One recent letter said reconciliation should be the “domain” of provincial and federal governments, not New West council. This sentiment has been repeated in some other letters I’ve received, usually associated with the topic of property tax increases. The idea being that New West shouldn’t spend money on reconciliation because it’s somehow not their business and only makes taxes go up.
That is ridiculous to the point of being offensive.
First, it’s just plain wrong. Some people have this old-fashioned idea that city councils are only about fixing potholes, managing recycling and considering property rezoning applications. Sure, that’s a big part of what councils do, but local politicians are tasked with so much more. Their job is to make our communities better places to live – for all of our citizens, not just white people who want things to “be like they used to be,” whatever that is.
City politicians today are pushing the envelope with innovative ideas on everything from curbing renovictions to developing child care to ensuring people don’t have to live on the streets.
And, yes, working to deal with the systemic racism faced by the local Indigenous community – both in the past and the present – comes under that broad umbrella as well.
Towards this goal, the city has hired a consultant to help develop a plan for reconciling its past and present relationships with the Indigenous community.
The scope of consultant’s work includes:
* Preparing for internal reconciliation workshops, in the context of New Westminster, with the mayor and council, senior staff and the school district and facilitating those workshops.
* Working with the city to develop profiles of Indigenous communities that identify parts of New Westminster as part of their traditional territories and Indigenous organizations providing services to Indigenous residents of New Westminster.
* Developing a comprehensive and culturally competent workshop series, with a focus on truth sharing and strengthening relationships with the purpose of developing shared recommendations to the city. The consultant will provide support to plan, coordinate and facilitate these workshops, with the dialogue emerging from these workshop contributing to the city’s vision of reconciliation.
Council has also approved a motion that included a number of actions for the city, including: making it mandatory for all city staff to attend training on the history and legacy of residential schools; providing mayor and council with training to understand the legacy of residential schools and colonialism; undertaking research to understand which nations have a relationship to this land and to better understand the historical actions of the city as they relate to First Nations; and providing the community with opportunities to learn the history and legacy of colonialism in New Westminster.
The cost of these actions and the consultant is a pittance compared to a budget in the hundreds of millions of dollars. And even if these steps were more expensive, so what? You can’t put a price tag on doing the right thing and this is clearly the right thing.
Canada’s relationship with First Nations is broken. It’s always been broken. That’s what happens when your government pursues genocidal policies through such things as ripping children away from their families and forcing them into residential schools. (Indigenous children are still be ripped away from their families, by the way.)

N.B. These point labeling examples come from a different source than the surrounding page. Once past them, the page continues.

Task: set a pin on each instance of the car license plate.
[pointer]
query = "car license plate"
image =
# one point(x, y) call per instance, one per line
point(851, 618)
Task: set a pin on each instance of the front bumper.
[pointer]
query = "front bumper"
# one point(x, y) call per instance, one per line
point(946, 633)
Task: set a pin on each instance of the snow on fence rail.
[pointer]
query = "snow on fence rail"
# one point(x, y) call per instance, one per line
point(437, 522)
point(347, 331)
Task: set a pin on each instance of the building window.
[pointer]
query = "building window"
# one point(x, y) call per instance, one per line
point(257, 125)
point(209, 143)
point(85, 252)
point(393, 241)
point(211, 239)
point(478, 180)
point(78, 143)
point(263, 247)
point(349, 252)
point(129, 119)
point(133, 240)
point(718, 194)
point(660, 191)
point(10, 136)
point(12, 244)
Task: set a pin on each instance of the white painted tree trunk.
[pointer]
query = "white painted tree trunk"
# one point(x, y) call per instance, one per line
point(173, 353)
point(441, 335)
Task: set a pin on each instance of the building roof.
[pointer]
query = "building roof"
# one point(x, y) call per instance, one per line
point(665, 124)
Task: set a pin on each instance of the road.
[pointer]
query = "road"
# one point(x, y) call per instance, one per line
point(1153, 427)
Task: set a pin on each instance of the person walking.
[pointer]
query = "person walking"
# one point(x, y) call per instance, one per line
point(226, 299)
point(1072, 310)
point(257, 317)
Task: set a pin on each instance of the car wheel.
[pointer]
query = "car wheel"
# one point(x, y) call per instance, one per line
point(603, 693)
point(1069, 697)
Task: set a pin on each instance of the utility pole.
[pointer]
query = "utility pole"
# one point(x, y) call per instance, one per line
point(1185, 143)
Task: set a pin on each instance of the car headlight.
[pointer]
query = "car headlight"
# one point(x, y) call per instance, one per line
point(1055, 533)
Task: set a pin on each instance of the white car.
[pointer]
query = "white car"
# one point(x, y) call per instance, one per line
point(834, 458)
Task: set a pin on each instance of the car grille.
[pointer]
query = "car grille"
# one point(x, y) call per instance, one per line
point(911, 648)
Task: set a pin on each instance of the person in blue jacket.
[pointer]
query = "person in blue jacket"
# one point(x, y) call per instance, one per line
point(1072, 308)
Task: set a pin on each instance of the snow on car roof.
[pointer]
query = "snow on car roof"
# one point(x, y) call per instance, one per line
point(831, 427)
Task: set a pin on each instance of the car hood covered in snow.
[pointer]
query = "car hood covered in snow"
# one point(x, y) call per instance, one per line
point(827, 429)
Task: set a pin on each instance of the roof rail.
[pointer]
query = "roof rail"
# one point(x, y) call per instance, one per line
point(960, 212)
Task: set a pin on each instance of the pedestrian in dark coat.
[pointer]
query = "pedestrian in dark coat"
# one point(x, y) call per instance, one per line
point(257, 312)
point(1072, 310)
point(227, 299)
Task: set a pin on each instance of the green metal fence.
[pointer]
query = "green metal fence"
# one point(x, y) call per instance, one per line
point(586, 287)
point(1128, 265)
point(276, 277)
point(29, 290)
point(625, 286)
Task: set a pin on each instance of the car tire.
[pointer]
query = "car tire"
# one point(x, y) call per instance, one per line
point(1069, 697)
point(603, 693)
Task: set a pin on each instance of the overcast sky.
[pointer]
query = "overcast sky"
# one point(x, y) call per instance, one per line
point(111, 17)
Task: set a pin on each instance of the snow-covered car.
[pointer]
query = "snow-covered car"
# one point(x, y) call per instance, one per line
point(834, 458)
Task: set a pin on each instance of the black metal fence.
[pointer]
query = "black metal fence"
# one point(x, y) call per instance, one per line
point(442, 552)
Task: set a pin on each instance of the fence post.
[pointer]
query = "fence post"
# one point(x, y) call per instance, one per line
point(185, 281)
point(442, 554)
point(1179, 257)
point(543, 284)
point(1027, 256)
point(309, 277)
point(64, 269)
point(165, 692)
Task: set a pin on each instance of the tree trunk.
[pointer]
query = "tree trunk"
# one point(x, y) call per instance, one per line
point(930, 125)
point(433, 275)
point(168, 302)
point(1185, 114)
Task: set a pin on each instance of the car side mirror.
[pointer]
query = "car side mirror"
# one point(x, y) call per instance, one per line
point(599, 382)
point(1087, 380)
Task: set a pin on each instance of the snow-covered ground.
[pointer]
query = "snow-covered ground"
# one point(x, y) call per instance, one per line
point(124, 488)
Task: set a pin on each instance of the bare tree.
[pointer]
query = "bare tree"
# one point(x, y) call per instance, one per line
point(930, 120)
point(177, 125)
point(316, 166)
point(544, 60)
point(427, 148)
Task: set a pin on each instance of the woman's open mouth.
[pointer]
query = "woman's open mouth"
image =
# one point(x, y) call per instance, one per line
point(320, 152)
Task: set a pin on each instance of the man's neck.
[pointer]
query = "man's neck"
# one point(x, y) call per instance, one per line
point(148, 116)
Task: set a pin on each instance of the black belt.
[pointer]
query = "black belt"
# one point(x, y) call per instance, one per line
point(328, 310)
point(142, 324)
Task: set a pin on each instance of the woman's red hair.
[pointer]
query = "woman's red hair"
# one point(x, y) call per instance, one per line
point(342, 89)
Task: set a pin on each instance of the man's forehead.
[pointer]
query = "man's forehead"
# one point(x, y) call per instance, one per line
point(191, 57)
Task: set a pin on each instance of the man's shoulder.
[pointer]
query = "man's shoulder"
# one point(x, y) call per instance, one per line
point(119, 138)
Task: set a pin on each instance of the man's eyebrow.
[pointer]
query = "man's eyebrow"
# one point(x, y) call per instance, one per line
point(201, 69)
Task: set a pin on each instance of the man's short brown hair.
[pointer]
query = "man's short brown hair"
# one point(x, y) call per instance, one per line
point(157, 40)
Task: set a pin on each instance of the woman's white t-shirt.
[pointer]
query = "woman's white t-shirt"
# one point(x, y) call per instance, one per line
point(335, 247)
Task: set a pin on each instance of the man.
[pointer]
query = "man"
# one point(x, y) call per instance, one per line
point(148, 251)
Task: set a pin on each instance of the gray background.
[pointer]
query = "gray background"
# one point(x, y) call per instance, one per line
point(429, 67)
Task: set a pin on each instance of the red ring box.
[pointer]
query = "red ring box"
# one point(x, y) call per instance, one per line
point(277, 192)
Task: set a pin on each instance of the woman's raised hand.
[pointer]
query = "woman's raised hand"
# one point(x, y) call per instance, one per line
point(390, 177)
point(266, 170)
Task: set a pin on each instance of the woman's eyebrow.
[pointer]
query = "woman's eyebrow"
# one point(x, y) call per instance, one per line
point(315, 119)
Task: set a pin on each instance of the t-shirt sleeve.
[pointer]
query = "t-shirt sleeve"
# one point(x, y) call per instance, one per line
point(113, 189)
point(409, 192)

I applaud New West’s efforts to pursue the reconciliation process locally, but our city is in tough because our federal and provincial governments are currently setting fire to any semblance of a relationship with many First Nations through a multitude of actions.
Lastly, I don’t really believe this opposition to reconciliation efforts in New West is about the money. I think if local reconciliation efforts cost a hundred bucks you’d still hear grumbling from some people – taxes are just a handy way to hide some people's true feelings.